Nota. La figura 1 presenta la ilustración de un entorno educativo dinámico. Fuente: Imagen generada por inteligencia artificial con Perplexity. 6.2. Planificación para la flexibilidad y adaptación en el aulaDesde la perspectiva actual, el diseño de unidades didácticas debe partir de una contextualización realista de los estudiantes y del entorno: identificar intereses, necesidades y ritmos de aprendizaje es primordial para responder de forma empática y pertinente a la realidad del aula. Hoy sabemos, gracias a la neurociencia, que el cerebro está particularmente predispuesto a aprender de manera activa, por medio de la exploración, el reto y la interacción significativa con el entorno, como destaca Sousa (2014); en este sentido, la curiosidad y la motivación por aprender emergen como motores naturales del aprendizaje, y nuestro diseño debe fomentar experiencias participativas, multisensoriales y ligadas a la resolución de problemas reales.
Es fundamental estructurar la unidad con criterios claros: definir objetivos específicos, seleccionar contenidos relevantes y relacionarlos con competencias clave que favorecen el desarrollo integral de los estudiantes. Para lograrlo, conviene articular el aprendizaje a través de metodologías activas como el aprendizaje basado en problemas, el estudio de caso o la gamificación. Estas estrategias fomentan la participación, el pensamiento crítico y la autonomía, haciendo del estudiante el verdadero protagonista de su proceso formativo y promoviendo, además, la transferencia del conocimiento a situaciones reales. Así, la neuroeducación afirma que el aprendizaje significativo se produce cuando se vincula la emoción, la experiencia y la motivación (Guillén-Mendoza, 2025).

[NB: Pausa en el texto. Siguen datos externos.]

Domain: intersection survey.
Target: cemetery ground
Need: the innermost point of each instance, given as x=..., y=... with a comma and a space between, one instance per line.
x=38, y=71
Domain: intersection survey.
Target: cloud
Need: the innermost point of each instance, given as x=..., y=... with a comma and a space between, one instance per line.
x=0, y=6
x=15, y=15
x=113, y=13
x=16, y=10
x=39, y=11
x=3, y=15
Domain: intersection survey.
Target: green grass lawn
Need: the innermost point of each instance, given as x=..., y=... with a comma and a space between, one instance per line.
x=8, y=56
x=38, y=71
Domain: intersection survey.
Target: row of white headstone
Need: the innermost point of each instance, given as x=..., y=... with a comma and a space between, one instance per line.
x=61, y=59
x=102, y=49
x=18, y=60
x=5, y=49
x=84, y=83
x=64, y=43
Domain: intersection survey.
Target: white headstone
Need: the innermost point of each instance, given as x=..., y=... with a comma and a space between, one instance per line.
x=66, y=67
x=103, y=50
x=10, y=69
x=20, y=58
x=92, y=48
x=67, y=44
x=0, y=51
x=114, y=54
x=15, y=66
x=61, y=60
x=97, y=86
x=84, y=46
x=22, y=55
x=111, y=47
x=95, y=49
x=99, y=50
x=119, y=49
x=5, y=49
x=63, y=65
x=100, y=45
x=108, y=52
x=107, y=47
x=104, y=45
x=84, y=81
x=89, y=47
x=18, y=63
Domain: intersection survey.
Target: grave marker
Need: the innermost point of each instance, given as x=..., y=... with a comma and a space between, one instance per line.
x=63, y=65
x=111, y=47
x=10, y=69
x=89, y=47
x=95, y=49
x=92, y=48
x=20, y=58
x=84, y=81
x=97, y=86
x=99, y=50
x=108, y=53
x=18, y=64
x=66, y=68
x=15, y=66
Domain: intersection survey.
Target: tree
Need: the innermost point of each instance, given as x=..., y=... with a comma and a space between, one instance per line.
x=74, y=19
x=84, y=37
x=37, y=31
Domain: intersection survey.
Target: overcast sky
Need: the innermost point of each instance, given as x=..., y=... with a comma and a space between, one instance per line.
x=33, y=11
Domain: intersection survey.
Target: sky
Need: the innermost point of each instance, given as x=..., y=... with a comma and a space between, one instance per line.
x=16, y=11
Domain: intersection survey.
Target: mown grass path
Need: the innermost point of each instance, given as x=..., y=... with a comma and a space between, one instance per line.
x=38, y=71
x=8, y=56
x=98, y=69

Por último, no podemos olvidar la necesidad de crear ambientes de aula emocionalmente positivos y estimulantes, que den espacio al error, la reflexión y la autoevaluación. El bienestar emocional del alumno es tan determinante como los contenidos: solo en un clima de respeto, curiosidad y reto podemos promover la memoria a largo plazo, la creatividad y el , elementos esenciales para una educación inclusiva, flexible y transformadora. Incluir pausas activas, recursos multisensoriales y estrategias de regulación emocional es imprescindible para que nuestras unidades didácticas sean activas de verdad y alineadas con los descubrimientos de la neurociencia (Ces Don Bosco, 2025). La figura 2 presenta los elementos clave en la planificación de unidades didácticas.
Figura 2
elementos clave en la planificación de unidades didácticas

Nota. La figura 2 presenta los fundamentos para el diseño de unidades didácticas activas, Fuente: Creación propia Alejandra Garcés, (2025). 6.1.1. Principios neuroeducativos aplicados al diseño de unidades didácticas
Los principios neuroeducativos pueden aplicarse de manera práctica y transformadora al diseño de unidades didácticas. El primer principio clave es el reconocimiento de la singularidad del cerebro de cada estudiante: diseñar pensando en la diversidad de ritmos, intereses y estilos de aprendizaje resulta imprescindible para garantizar la inclusión y la equidad. Como enfatiza Mora (2017), un currículo neuroeducativo debe partir de la emoción positiva, situando la motivación y el sentido como ejes centrales para activar la atención y el interés genuino del alumno. Plantear desafíos adaptados, actividades multisensoriales y propuestas significativas contribuyen a enganchar a nuestros estudiantes, favoreciendo la consolidación de los aprendizajes.
Otro principio crucial reside en la importancia de las redes neuronales y su plasticidad: el aprendizaje es más efectivo cuando se basa en la experiencia concreta, la interacción social y la conexión entre conocimientos previos y nuevos saberes.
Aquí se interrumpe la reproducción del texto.